This February, for example, the European Central Bank’s Piero Cipollone assured the European Parliament that the ECB would not make any decision about launching a digital euro without new legislation. He clarified the ECB is not even “launching any of the development work now.”
But in the same speech, Cipollone explained the ECB has started soliciting third parties to help “establish framework agreements with potential providers of digital euro components and related services.” Cipollone also told Parliament that the ECB is “working on a draft rulebook [for the digital Euro] together with representatives of consumers, retailers and intermediaries.”
He then touted the supposed benefits of a CBDC, implying it is a key to ensuring that “everyone, regardless of their income, can pay in any situation of daily life.” (In fact, he referred to this supposed feature as a “fundamental right.”)
Rather than stop there, he insisted that the ECB’s “objective is to preserve the role and share of central bank money in payments, not to displace private money.” But in virtually every developed country, the main role of central bank money is bank-to-bank payments.

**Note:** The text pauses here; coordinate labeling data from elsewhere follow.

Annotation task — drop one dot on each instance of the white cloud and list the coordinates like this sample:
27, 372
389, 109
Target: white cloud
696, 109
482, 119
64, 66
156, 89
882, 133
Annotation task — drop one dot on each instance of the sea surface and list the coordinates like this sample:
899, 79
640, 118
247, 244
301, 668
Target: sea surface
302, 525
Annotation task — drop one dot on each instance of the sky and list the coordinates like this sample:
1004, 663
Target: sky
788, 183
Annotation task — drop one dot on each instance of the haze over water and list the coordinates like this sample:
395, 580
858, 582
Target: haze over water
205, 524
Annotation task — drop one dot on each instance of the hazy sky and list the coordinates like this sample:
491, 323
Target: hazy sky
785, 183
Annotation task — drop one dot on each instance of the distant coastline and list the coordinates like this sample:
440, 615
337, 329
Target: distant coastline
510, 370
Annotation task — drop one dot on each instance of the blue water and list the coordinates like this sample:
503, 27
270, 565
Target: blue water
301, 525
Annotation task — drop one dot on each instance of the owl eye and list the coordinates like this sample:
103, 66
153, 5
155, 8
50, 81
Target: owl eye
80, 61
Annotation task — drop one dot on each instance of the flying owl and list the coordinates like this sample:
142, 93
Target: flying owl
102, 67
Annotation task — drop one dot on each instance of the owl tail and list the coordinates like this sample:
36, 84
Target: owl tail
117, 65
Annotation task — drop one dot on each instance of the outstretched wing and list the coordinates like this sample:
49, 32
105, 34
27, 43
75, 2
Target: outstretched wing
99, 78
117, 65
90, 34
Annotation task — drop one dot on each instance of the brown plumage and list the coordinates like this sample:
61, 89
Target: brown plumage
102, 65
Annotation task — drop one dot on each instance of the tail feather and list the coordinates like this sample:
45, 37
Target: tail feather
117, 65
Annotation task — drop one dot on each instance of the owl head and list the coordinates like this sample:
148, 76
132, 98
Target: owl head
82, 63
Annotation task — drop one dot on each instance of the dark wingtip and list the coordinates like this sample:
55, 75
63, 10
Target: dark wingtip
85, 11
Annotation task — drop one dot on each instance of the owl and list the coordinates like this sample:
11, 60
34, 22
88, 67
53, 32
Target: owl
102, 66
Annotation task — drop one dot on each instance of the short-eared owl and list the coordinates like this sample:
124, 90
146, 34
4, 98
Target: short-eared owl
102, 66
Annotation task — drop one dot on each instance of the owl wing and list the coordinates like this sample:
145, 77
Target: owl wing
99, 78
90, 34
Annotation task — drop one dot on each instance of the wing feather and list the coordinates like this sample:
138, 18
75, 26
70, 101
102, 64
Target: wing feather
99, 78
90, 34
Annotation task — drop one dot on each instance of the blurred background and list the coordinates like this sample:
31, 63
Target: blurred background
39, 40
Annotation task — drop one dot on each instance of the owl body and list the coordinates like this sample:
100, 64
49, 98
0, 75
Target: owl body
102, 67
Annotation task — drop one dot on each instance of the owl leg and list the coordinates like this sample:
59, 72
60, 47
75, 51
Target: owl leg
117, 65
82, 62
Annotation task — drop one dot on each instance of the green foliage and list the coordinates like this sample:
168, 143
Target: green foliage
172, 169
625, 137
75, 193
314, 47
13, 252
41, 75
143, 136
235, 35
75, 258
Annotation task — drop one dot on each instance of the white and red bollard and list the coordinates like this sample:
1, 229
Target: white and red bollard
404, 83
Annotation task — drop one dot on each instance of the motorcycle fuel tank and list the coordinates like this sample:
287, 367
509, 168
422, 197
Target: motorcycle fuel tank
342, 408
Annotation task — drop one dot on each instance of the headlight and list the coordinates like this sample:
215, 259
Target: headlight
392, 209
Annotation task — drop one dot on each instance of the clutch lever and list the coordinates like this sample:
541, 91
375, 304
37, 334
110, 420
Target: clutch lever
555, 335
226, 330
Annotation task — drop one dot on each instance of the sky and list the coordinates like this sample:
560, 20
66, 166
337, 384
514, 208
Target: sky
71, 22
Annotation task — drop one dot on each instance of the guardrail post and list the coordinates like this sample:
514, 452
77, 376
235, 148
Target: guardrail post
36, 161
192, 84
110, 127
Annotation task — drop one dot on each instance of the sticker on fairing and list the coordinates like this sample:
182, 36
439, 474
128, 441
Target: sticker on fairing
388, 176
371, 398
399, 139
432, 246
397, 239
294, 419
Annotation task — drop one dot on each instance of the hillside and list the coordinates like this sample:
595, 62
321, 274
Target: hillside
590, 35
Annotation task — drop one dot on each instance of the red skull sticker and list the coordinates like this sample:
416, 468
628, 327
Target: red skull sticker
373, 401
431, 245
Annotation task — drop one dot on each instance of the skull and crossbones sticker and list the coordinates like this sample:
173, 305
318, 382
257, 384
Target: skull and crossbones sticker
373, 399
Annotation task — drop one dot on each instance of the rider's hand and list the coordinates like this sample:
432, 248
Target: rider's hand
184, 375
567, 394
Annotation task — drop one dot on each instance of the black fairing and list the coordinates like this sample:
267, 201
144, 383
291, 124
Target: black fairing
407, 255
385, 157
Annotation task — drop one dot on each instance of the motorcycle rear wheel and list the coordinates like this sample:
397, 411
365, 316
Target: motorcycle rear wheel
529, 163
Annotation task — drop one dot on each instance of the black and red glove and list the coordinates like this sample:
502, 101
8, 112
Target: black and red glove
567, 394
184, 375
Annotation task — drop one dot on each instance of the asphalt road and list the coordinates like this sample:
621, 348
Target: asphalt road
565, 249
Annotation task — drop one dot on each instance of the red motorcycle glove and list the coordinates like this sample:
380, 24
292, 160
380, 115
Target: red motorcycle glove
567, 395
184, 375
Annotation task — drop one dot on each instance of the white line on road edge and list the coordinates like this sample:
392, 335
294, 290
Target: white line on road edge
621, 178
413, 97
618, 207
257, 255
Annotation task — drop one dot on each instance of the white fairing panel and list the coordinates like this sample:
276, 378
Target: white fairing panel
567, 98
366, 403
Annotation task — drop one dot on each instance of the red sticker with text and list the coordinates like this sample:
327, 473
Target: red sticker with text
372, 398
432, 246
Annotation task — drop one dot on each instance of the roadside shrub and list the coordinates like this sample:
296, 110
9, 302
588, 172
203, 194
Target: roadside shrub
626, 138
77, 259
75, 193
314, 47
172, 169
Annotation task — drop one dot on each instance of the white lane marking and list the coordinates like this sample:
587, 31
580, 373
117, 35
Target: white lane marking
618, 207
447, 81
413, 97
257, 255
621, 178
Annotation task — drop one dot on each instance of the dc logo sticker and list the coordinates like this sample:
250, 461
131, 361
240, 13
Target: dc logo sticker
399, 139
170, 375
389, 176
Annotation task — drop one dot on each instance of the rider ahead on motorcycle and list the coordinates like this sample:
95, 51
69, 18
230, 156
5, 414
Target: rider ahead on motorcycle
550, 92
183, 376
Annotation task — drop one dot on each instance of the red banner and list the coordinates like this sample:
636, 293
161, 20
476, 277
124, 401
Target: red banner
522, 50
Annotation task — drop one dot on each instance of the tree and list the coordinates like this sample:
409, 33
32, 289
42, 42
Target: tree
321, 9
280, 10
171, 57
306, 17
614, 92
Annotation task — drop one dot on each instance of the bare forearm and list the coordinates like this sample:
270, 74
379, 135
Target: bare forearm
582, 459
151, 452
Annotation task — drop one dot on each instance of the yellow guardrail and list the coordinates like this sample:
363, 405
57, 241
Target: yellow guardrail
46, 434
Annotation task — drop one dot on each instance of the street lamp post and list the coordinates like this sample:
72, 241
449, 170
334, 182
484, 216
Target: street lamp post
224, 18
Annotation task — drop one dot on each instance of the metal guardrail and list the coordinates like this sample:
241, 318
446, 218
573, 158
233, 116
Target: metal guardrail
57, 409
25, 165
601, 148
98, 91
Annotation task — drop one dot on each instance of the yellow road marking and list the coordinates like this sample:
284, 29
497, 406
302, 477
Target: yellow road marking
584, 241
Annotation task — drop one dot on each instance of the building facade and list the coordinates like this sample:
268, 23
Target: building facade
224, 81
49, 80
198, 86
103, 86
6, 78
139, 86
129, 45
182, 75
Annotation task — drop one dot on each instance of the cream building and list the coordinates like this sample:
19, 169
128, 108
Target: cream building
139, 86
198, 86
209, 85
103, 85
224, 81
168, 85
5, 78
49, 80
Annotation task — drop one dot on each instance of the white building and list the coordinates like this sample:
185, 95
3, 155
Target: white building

Central banks already control bank reserve settlement systems, and most of them do so electronically. And central banks control the aggregate supply of reserves. In other words, central banks effectively already have CBDCs for central bank money.
Creating a retail CBDC, whether through private banks or not, is more than preserving the role of central bank money in payments. Much more.
For its part, the Federal Reserve has engaged in research, experiments, and pilot programs to develop a CBDC but has officially said that it is far from ready to launch one. That’s the good news.
The bad news, though, is that there is more than enough gray area in the Federal Reserve Act to allow the Fed to launch a CBDC should the Fed change its stance.
Regardless, as Nick’s Cato at Liberty post demonstrates, there are still a few important unanswered questions regarding the Fed and a CBDC.
For instance, many people were thrilled when Fed Chair Jerome Powell said the Fed is “nowhere near recommending or adopting” a CBDC. However, Powell has also stated that “If we were ever to do something like this—and we’re a very long way from even thinking about it—we would do this through the banking system.”
For anyone opposed to a retail CBDC—the government provisioning of money and financial services—this statement should be a warning flag. While the Federal Reserve Act prohibits the Fed from interacting directly with the public, there is no such prohibition on interacting with banks. Therefore, the Fed arguably has the authority to launch what it calls an intermediated CBDC, where it provides money to banks and the banks deal with the public.
Again, this type of CBDC is just as dangerous as one provided directly to citizens because it, too, enables the federal government to provide money and financial services. At best, this model would compete with private sector firms that provide money and financial services. But it doesn’t take perfect vision to see that private sector firms can’t really compete with the government in this manner.
According to the Human Rights Foundation’s CBDC Tracker, 12 governments have launched CBDCs, and 37 have started CBDC pilot programs.
That’s 49 too many. A CBDC is the perfect tool for the Chinese communist party, and that’s exactly why all non-autocratic governments should avoid creating one.